We’re five days away from opening night and now I know — this kid’s got it.

During the performances, he won’t go off-script. When we talk about the importance of staying with his group/staying in his blocking spots, I know he gets it. 100%. It’s taken:

  • my belief in him
  • 2 teachers
  • 1 aide at rehearsals
  • 2 behavior therapists: 1 at rehearsals 2x a week, 1 masterminding a daily rewards strategy
  • 2 social stories
  • his grandma who made him pantaloons from thrift shop curtains
  • our amazing director who cast a special needs kid in the first place
  • the principal who made it possible — way back in August — by funding the aide

It’s taken a village? More like a small medieval farming community!

Characters! Dialogue! Scenes! Fairies! Pirates! I just can’t resist any of it.

We’re re-reading the script. It’s about our third time through, and he’s so into it. When it came home, it was like opening a Christmas present. Characters! Dialogue! Scenes! Fairies! Pirates! I just can’t resist any of it.

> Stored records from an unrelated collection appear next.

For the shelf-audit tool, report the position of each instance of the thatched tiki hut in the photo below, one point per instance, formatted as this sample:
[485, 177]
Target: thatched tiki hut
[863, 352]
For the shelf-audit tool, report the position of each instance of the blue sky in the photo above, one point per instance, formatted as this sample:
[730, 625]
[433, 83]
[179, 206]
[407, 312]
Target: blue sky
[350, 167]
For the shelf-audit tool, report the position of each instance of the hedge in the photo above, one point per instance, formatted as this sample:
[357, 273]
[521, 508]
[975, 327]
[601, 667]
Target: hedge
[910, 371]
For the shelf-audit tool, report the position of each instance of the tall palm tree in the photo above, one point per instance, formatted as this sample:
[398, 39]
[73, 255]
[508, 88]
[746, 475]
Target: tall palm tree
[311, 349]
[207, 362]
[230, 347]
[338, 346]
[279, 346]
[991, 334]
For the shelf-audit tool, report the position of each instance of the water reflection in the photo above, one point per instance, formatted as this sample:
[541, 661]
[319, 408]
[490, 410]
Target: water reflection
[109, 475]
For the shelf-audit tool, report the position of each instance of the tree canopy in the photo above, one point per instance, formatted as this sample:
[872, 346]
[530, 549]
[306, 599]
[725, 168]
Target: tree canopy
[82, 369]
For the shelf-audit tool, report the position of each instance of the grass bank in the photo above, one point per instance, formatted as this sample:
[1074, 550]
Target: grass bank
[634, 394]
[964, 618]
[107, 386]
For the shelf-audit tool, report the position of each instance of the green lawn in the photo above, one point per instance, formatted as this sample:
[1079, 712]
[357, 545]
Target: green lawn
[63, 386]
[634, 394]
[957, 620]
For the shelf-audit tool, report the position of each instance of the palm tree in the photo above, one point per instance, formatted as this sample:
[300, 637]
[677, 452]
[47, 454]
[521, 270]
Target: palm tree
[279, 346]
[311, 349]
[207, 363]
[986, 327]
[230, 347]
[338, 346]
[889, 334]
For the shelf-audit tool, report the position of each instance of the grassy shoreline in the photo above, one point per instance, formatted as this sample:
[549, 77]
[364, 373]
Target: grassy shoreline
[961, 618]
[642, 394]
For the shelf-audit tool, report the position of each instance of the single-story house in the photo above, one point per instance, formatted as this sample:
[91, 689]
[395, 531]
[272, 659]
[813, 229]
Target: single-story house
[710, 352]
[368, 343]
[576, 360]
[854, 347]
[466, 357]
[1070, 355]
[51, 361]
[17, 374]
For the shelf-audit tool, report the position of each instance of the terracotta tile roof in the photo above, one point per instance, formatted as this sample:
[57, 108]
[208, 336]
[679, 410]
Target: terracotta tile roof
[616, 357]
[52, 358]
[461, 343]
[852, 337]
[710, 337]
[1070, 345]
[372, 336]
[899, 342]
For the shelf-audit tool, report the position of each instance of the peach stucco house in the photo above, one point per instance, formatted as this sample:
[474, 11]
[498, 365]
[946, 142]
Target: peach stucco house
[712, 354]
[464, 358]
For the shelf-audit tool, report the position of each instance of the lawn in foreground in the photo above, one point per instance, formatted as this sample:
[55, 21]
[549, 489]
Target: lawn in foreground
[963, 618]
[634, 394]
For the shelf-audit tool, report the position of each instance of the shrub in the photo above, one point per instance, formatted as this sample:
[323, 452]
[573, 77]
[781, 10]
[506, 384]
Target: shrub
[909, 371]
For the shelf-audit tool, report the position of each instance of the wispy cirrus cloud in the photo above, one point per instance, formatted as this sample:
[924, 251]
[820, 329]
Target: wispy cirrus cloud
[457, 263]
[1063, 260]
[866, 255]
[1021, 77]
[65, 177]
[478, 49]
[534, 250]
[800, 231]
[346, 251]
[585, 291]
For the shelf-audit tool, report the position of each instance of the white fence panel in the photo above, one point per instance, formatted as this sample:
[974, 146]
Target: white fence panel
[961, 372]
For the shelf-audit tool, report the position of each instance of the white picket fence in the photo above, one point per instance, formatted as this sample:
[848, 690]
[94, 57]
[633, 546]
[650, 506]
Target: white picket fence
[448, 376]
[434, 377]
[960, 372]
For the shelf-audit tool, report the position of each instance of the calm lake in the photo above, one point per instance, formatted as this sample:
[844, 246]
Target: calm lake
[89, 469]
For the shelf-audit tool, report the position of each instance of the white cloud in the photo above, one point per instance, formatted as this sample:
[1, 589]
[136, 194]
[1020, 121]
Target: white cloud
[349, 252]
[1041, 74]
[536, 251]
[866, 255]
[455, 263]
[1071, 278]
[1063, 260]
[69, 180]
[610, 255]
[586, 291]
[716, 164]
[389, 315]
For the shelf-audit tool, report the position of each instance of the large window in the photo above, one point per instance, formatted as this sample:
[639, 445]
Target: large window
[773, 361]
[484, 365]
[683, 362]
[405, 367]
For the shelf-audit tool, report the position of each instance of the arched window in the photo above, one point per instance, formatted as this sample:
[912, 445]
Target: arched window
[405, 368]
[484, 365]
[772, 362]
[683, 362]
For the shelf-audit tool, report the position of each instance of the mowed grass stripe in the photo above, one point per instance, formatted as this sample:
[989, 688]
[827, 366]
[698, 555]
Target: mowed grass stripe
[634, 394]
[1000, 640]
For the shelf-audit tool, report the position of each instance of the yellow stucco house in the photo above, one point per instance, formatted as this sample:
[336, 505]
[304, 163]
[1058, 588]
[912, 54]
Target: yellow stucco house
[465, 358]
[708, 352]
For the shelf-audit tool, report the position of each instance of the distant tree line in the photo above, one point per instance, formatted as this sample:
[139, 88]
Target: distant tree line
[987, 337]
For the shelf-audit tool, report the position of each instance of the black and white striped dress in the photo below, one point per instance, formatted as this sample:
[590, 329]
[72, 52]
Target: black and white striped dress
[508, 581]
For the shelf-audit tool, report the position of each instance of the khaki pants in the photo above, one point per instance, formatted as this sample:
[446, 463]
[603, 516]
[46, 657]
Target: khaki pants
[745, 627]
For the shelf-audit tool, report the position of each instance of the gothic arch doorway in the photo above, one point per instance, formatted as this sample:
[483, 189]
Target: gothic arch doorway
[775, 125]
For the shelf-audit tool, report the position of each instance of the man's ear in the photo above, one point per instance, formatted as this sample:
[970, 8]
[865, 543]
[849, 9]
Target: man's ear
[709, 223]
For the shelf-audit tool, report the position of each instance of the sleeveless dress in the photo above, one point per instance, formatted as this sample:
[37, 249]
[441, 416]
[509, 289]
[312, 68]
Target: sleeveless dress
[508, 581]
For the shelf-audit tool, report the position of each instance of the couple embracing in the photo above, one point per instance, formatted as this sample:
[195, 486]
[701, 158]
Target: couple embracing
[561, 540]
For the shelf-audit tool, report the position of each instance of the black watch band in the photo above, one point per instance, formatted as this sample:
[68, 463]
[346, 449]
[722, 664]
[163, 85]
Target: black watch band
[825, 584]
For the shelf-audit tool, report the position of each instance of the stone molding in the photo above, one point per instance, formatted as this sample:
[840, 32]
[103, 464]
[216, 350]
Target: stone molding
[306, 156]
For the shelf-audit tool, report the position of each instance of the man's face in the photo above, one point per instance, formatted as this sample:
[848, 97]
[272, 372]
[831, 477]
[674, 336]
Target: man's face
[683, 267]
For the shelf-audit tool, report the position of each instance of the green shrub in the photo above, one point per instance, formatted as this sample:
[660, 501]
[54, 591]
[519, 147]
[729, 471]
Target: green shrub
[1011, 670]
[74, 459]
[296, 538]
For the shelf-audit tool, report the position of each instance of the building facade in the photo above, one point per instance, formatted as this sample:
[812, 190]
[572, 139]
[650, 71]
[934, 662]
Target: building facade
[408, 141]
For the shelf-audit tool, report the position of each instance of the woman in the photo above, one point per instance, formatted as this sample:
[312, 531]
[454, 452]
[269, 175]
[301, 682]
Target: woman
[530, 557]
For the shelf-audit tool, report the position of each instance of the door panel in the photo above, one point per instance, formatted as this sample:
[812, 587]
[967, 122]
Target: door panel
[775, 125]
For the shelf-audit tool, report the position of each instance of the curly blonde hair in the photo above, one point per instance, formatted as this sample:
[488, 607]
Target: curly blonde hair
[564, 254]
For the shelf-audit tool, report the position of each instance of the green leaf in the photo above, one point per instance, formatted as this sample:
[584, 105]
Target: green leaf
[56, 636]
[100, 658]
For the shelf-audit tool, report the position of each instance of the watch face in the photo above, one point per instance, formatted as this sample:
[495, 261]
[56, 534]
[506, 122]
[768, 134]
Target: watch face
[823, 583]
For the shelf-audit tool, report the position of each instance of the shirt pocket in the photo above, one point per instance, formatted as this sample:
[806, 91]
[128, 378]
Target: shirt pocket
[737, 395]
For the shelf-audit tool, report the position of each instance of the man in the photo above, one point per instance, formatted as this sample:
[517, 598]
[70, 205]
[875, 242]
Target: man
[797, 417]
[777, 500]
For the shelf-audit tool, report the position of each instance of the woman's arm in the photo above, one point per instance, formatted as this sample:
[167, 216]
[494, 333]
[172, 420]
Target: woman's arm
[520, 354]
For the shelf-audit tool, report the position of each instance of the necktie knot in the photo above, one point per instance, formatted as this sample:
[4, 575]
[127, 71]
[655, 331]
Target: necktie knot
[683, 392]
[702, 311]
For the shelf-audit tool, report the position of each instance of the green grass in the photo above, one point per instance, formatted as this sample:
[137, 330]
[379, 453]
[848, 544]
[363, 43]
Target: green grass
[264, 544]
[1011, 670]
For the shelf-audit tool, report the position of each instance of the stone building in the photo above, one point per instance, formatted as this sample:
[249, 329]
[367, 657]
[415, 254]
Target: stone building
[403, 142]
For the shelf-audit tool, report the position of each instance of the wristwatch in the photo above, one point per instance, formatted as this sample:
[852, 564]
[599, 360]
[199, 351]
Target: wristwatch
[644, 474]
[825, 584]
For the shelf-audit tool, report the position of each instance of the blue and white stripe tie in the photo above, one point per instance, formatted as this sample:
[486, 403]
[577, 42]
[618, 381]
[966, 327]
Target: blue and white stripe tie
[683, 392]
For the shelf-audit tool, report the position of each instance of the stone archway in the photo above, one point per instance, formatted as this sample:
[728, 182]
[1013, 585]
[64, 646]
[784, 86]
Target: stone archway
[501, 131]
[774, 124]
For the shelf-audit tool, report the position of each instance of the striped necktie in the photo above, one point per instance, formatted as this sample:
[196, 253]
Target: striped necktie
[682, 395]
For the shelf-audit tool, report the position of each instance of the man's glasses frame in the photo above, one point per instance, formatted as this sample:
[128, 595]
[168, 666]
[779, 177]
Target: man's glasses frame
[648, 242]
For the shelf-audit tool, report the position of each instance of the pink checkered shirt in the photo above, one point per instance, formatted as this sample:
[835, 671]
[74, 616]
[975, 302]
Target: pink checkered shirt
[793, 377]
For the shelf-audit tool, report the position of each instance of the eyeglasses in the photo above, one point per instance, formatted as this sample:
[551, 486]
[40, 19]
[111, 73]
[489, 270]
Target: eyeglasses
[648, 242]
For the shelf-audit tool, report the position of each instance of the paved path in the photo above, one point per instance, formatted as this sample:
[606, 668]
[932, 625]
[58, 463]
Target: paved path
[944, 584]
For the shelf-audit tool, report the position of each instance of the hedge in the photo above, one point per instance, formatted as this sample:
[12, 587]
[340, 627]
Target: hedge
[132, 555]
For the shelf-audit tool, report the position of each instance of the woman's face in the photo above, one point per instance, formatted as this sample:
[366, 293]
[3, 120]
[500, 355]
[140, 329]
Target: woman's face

Now that he’s practiced his own scenes and watched the rest develop, he’s so alert to the reading. I can see the wheels turning in his head as he pictures it. I can almost see what he sees. I’m so happy for him. He’s so invested.

Tonight, the director will send his final email. The subject will be “Treasures of Neverland – Week 12!” It always comes on Sundays. I’m sure it will be “Full Cast” Monday – Thursday. Then Friday: opening night!

I can’t wait to hear about what makeup he should wear, what time to get him to school on performance nights and cast party info! I know, I’m goofy. Family & friends are coming. I love the whole process. It’s creativity at its finest, isn’t it?

My money’s on Jack, boy-o. To Neverland!

For me, I will walk into that auditorium on Friday & Saturday night, dressed for the occasion and feel Zen about it instead of being a nervous wreck with a handicap. I’m not apologizing. I will feel proud that my kid, with his energy and all he can do, made it happen. For himself. He did the work, he learned the lines.

My money’s on Jack, boy-o. To Neverland!